BY: Marilyn Bentz-Crowley

Gyros is usually an upright cylinder of spiced meat rotating in front of flames or glowing electric bars. As it sizzles and browns, the meat is sliced off into a warm pita. In the absence of such equipment, these appetizing burgers are the next best thing.

2 to 3 large plum tomatoes
½ small English cucumber
¼ cup (50 mL) minced sweet onion
1 tbsp (15 mL) red wine vinegar
2 tbsp (25 mL) olive oil
½ tsp (2 mL) dried leaf oregano
¼ tsp (1 mL) salt
Several grindings of black pepper

3 lbs (1.5 kg) potatoes, white or yellow-fleshed (not baking)
⅓ cup (75 mL) olive oil
Juice of 1 large lemon
2 garlic cloves, minced
1 tsp (5 mL) dried leaf oregano
½ tsp (2 mL) salt
¼ tsp (1 mL) freshly ground black pepper
1 cup (250 mL) chicken broth
2 tbsp (25 mL) chopped fresh parsley


1 egg
1 large garlic clove, minced
2 tbsp (25 mL) chopped fresh parsley
1 tsp (5 mL) ground cumin
1 tsp (5 mL) dried leaf oregano
2 tbsp (25 mL) freshly squeezed lemon juice
1 tsp (5 mL) salt
½ tsp (2 mL) freshly ground black pepper
1 cup (250 mL) fresh bread crumbs
½ cup (125 mL) minced sweet onion
1½ lbs (750 g) lean ground lamb or pork or a mixture of both
2 tbsp (25 mL) butter
2 tbsp (25 mL) olive oil
6 pita, preferably Greek style
1 to 2 containers (250 mL each) purchased tzatziki, or equivalent of homemade

1. Seed and dice tomatoes and cucumber; turn into mixing bowl. Stir in onion. Whisk vinegar with oil, oregano, salt and pepper. Pour over tomato mixture; stir well. Let sit at room temperature, stirring occasionally, for at least30 minutes to meld flavours. (Or cover and refrigerate for up to a day; stir before serving.)
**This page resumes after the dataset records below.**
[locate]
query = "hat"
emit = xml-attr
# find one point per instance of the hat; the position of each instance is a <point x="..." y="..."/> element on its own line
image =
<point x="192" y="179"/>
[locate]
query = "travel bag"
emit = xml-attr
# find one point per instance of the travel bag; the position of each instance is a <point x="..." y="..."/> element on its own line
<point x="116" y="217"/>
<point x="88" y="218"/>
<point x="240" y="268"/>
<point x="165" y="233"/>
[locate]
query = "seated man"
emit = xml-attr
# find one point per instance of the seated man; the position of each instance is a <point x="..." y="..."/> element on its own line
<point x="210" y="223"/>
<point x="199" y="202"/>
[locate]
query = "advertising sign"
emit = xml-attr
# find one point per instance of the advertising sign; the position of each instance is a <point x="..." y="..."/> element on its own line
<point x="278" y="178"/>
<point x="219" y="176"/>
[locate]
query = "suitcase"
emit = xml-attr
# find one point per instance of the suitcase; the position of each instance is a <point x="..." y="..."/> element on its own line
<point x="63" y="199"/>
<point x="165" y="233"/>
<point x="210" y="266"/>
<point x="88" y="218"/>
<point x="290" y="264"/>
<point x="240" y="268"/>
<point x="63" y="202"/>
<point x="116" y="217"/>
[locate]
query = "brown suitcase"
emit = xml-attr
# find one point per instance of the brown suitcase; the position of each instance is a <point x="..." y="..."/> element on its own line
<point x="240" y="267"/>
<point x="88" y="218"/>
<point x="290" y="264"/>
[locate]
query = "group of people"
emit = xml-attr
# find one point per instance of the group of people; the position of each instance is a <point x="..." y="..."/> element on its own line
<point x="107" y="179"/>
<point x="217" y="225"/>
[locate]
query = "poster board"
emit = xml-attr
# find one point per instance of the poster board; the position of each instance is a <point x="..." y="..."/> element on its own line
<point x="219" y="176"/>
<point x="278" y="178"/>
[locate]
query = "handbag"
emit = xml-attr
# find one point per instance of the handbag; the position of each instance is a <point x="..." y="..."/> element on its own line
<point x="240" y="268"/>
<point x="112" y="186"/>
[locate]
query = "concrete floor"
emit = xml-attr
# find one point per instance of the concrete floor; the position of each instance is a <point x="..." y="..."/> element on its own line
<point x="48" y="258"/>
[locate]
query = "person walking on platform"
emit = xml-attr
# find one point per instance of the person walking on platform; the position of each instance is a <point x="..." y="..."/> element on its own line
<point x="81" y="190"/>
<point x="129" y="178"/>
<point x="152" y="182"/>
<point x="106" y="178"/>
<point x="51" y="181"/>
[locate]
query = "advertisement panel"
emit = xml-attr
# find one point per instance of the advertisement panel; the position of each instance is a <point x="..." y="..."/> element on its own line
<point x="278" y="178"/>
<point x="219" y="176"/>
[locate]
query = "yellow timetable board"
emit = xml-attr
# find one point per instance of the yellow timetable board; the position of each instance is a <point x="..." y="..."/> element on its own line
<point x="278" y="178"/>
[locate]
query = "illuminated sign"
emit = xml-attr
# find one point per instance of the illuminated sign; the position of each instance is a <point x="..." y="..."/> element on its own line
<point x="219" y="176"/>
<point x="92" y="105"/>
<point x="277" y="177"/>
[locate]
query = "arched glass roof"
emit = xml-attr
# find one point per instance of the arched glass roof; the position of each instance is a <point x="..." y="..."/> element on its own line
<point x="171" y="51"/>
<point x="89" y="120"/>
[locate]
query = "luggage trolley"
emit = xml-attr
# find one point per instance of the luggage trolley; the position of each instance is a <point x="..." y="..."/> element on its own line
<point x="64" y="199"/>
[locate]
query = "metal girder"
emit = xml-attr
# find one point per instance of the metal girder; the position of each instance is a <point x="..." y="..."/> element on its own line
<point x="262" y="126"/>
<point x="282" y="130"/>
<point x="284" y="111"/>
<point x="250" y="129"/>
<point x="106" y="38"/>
2. Adjust oven rack above centre; preheat oven to 400°F (200°C).

3. Peel and cut potatoes in half or quarters if large; pieces should be chunky. Add potatoes in a single layer to a 9 x 13-inch (3-L) baking dish. Stir olive oil with lemon, garlic and oregano. Pour over potatoes; season with salt and pepper. Pour over chicken broth. Bake, uncovered and stirring occasionally, for 1 hour or until tender. For golden brown tops, broil for an additional 5 minutes, stirring 2 or 3 times; keep warm. Sprinkle with parsley.

4. To make burgers, mix egg in a large mixing bowl with garlic, parsley, cumin, oregano, lemon juice, salt and pepper. Stir in breadcrumbs and onion. Crumble meat over top. Using hands, knead until uniformly mixed. Form mixture into 12 oblong patties about ¾ inch (2 cm) thick. Cover and refrigerate until ready to fry, up to a day.

5. Fry burgers in batches or in 2 pans, adding more butter and oil as needed. Heat ½ tbsp (7 mL) each of butter and olive oil in a large frying pan over medium to medium-low heat. Add burgers without crowding. Fry for 8 to10 minutes on first side. Turn; fry for another 8 to 10 minutes or until crusty.

6. Warm pita in oven or toaster oven; place 2 burgers in each on warmed serving plates. Top with a spoonful of relish and tzatziki; fold. Serve with potatoes; pass remaining relish and tzatziki.